= Jean-François Borel =

Belgian pharmacologist (1933–2025)

Jean-François Borel (4 July 1933 – 2 July 2025) was a Belgian microbiologist and immunologist who is considered one of the discoverers of cyclosporin.

== Early life ==
Borel was born in Antwerp, Belgium on 4 July 1933. He studied at the University of Antwerp and the ETH Zurich, where he received his doctorate in immunological genetics in 1964. Afterwards he was at the Swiss Research Institute of Medicine. From 1970 he was in the research laboratories of Sandoz in Basel.

== Discovery of cyclosporin ==
In 1972, Borel was involved in the discovery of the immunosuppressive effects of cyclosporin (Sandoz called Sandimmun), which was isolated by Sandoz in 1971 from a fungus that a Sandoz employee brought back from vacation in Norway. The screening program at Sandoz was previously developed by K. Saameli (and Stähelin) and the immunological testing procedures of S. Lazary. Initially, use as an antibiotic was considered. When it was realized that the substance had only T-cells and therefore had potential in transplantation medicine, Borel aroused much attention in 1976 at a congress in London. In the practice of organ transplantation, the new drug was tested in 1977 by the British surgeon Roy Yorke Calne.

In 1983, Borel became vice president of the pharmaceutical division of Sandoz (later Novartis). Since 1981 he was Professor of Immunopharmacology at the University of Bern.

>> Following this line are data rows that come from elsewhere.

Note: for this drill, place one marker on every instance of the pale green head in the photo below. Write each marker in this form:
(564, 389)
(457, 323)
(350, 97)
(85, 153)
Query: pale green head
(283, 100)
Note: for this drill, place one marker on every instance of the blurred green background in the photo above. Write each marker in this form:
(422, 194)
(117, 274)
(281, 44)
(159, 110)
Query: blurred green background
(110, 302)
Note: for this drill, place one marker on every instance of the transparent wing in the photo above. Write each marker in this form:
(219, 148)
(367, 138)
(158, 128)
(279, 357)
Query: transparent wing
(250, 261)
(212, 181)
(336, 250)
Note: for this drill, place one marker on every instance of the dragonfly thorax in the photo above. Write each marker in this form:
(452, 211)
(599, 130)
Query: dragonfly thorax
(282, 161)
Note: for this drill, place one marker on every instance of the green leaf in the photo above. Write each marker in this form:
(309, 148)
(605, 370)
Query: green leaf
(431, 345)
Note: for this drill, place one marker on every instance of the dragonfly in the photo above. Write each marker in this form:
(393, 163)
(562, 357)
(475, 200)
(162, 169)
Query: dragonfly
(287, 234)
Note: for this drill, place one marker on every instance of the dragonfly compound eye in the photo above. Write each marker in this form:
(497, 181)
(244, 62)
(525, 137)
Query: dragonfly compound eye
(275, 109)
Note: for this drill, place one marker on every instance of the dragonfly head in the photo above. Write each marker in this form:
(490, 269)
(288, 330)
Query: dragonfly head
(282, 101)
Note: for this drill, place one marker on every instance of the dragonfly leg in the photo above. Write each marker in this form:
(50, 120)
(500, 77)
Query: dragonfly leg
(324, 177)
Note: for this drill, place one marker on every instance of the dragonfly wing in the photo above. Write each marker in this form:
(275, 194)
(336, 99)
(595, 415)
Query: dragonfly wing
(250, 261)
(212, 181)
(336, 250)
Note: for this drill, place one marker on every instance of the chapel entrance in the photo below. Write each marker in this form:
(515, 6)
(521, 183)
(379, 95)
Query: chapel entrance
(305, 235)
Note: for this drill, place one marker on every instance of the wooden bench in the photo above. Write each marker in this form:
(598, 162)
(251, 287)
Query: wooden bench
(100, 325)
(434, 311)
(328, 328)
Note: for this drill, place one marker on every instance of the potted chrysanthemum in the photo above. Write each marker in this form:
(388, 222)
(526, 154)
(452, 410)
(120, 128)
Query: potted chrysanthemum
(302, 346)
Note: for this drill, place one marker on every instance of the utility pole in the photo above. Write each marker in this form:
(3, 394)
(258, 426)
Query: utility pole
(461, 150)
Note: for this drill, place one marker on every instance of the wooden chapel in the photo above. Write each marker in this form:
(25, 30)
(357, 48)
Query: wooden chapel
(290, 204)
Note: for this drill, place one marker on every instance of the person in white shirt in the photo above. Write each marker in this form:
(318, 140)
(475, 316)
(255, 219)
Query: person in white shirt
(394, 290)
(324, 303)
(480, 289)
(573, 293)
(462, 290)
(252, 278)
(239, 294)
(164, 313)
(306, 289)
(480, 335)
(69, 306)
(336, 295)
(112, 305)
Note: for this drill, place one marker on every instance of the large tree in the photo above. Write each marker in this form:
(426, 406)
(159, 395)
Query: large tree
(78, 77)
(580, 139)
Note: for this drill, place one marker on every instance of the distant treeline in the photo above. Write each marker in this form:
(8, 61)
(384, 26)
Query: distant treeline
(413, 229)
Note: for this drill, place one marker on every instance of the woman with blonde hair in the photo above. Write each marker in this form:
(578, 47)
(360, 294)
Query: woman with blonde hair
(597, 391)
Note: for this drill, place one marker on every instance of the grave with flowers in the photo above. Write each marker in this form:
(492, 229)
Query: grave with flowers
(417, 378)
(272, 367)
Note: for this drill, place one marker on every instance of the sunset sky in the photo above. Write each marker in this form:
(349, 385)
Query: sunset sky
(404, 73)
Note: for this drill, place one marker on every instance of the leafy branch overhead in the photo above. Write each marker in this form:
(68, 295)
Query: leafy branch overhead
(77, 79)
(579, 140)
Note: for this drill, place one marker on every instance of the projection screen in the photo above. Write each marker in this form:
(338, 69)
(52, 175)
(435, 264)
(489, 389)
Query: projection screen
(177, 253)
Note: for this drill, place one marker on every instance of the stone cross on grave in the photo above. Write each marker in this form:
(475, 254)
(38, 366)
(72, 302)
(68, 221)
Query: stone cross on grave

Also involved in the discovery and development was Hartmann Stähelin, head of the Pharmacology Department at Sandoz, which included the Immunology Department, and later there was a dispute over their respective shares in the discovery.

== Death ==
Borel died on 2 July 2025, at the age of 91.

== Awards ==
- 1984: Cloëtta Prize
- 1985: J. Allyn Taylor International Prize in Medicine
- 1986: Gairdner Foundation International Award
- 1987: Paul Ehrlich and Ludwig Darmstaedter Prize
- 1993: InBev-Baillet Latour Health Prize
- 1991 he became an honorary doctor in Basel.